Mostly, old press from Goat populated the search but nothing about him recently. None of my searches on Facebook or Twitter turned up anything, so I tried emailing the publisher. The only email I could find for Random House Trade Publications was to request review copies of books. I sent an email with a subject line, "Interview with author Brad Land," but I got a disheartening generic robo-reply that said, basically, tough cookies.

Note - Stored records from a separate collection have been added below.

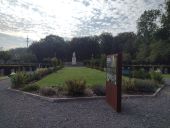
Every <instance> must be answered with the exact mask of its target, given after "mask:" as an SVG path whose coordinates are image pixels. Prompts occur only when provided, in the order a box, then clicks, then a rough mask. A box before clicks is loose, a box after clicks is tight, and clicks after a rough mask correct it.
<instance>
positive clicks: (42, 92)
mask: <svg viewBox="0 0 170 128" xmlns="http://www.w3.org/2000/svg"><path fill="white" fill-rule="evenodd" d="M40 94H41V95H43V96H53V95H56V90H55V89H54V88H52V87H44V88H40Z"/></svg>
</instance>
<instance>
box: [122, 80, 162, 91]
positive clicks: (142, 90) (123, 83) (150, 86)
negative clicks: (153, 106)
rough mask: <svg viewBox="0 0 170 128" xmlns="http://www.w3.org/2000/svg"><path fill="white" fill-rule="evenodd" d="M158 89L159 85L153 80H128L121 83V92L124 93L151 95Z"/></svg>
mask: <svg viewBox="0 0 170 128" xmlns="http://www.w3.org/2000/svg"><path fill="white" fill-rule="evenodd" d="M158 87H159V84H158V83H157V82H155V81H154V80H142V79H136V78H132V79H131V78H129V79H123V81H122V90H123V91H124V92H126V93H132V92H133V93H137V92H141V93H153V92H155V91H156V89H157V88H158Z"/></svg>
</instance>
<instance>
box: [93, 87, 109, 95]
mask: <svg viewBox="0 0 170 128" xmlns="http://www.w3.org/2000/svg"><path fill="white" fill-rule="evenodd" d="M92 90H93V92H94V93H95V94H96V95H97V96H105V95H106V92H105V90H106V88H105V86H102V85H94V86H93V87H92Z"/></svg>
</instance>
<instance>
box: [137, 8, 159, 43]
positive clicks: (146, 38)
mask: <svg viewBox="0 0 170 128" xmlns="http://www.w3.org/2000/svg"><path fill="white" fill-rule="evenodd" d="M160 14H161V13H160V11H159V10H147V11H144V13H143V14H142V15H141V17H140V18H139V19H138V20H137V34H138V37H139V38H140V39H141V40H143V42H145V43H146V44H149V42H150V41H151V40H152V39H153V36H154V34H155V32H156V31H157V30H158V28H159V27H158V25H157V19H158V18H159V16H160Z"/></svg>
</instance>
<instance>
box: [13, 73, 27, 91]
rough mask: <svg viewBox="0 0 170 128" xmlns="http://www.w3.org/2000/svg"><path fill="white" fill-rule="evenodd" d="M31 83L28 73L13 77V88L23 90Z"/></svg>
mask: <svg viewBox="0 0 170 128" xmlns="http://www.w3.org/2000/svg"><path fill="white" fill-rule="evenodd" d="M28 81H29V75H28V74H27V73H26V72H17V73H16V74H15V75H13V76H11V82H12V88H21V87H24V85H25V84H26V83H27V82H28Z"/></svg>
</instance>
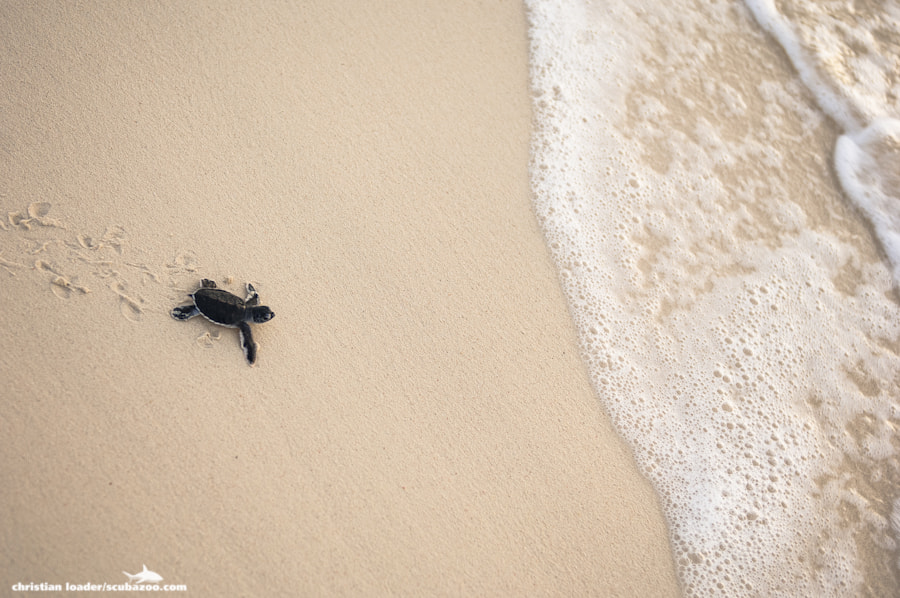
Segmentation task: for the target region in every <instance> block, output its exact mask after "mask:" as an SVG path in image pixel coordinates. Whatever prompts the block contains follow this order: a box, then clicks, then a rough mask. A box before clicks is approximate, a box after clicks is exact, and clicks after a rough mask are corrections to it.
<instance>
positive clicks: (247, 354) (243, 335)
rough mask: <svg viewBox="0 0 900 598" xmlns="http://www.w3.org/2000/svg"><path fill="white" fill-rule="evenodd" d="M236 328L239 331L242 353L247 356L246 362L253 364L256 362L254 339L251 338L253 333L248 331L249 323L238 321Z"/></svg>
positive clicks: (252, 338) (252, 337)
mask: <svg viewBox="0 0 900 598" xmlns="http://www.w3.org/2000/svg"><path fill="white" fill-rule="evenodd" d="M238 330H240V332H241V347H243V349H244V355H246V356H247V363H249V364H250V365H253V364H254V363H256V347H257V345H256V341H254V340H253V333H252V332H250V324H248V323H247V322H238Z"/></svg>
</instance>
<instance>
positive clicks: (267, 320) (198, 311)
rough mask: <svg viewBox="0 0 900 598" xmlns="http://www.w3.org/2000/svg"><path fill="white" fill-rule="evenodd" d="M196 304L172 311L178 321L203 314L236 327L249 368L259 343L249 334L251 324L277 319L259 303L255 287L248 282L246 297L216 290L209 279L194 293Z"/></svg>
mask: <svg viewBox="0 0 900 598" xmlns="http://www.w3.org/2000/svg"><path fill="white" fill-rule="evenodd" d="M191 299H193V300H194V303H193V304H191V305H182V306H179V307H176V308H175V309H173V310H172V317H173V318H175V319H176V320H187V319H188V318H193V317H194V316H196V315H201V316H203V317H204V318H206V319H207V320H209V321H210V322H212V323H213V324H218V325H219V326H226V327H228V328H237V329H238V330H240V332H241V346H242V347H243V348H244V355H246V356H247V361H248V362H249V363H250V365H253V364H254V363H255V362H256V348H257V345H256V342H255V341H254V340H253V334H252V333H251V332H250V322H255V323H257V324H262V323H263V322H268V321H269V320H271V319H272V318H274V317H275V312H273V311H272V310H271V309H269V308H268V307H266V306H265V305H260V304H259V295H258V294H257V292H256V289H254V288H253V285H252V284H250V283H249V282H248V283H247V298H246V299H241V298H240V297H238V296H237V295H234V294H232V293H229V292H228V291H223V290H222V289H219V288H216V283H215V282H213V281H212V280H209V279H208V278H204V279H203V280H201V281H200V288H199V289H197V290H196V291H194V292H193V293H192V294H191Z"/></svg>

In a lucky twist, a writer friend of mine said she had interviewed Land once after a reading he gave in Asheville. A review she wrote about his second book, which is still posted online, gave me the best leads. It sent me to an old website of his, www.goatthebook.com, which must have been Land's attempt at the time of Goat's release to hurry up and put up a web presence. The site has some helpful links, but it's also a convoluted, writer-be-damned, who-gives-a-shit site that really doesn't mention Land by name. One of the links goes to an obvious Q&A about the book. I tried the email address on the site. My mail bounced back, undeliverable.

The last place he was known to have lived, according to my online search, was Carborro, NC, where another writer friend of mine also lives. My friend says that he remembers meeting Land once briefly around the time of the memoir's release. But has heard nothing more.

Why did I go through this rigmarole? Because he was from South Carolina, went to grad school for an MFA in creative writing in NC, and wrote a damn good memoir. (His second book, Pilgrims Upon the Earth, was not commercially well-reviewed.) I thought, why not find him and find out what he's working on and see if he can spare some insight on this writing life?

But he's off the grid. Which made me also wonder why so many of us want to be ON the damn grid. Who wants to be an open public record? Who wants to have to continually market or sacrifice privacy for the sake of the constant need for sales or to create searchable content or to feed the public's hunger for the dish? Not that Land is a celebrity, but he certainly made a splash and the subject matter of his book is intriguingly harsh, and the way he wrote the narrative is worth studying.

I had to stop when I felt the urge to google his obit. He's out there, just not interested in the rest of us.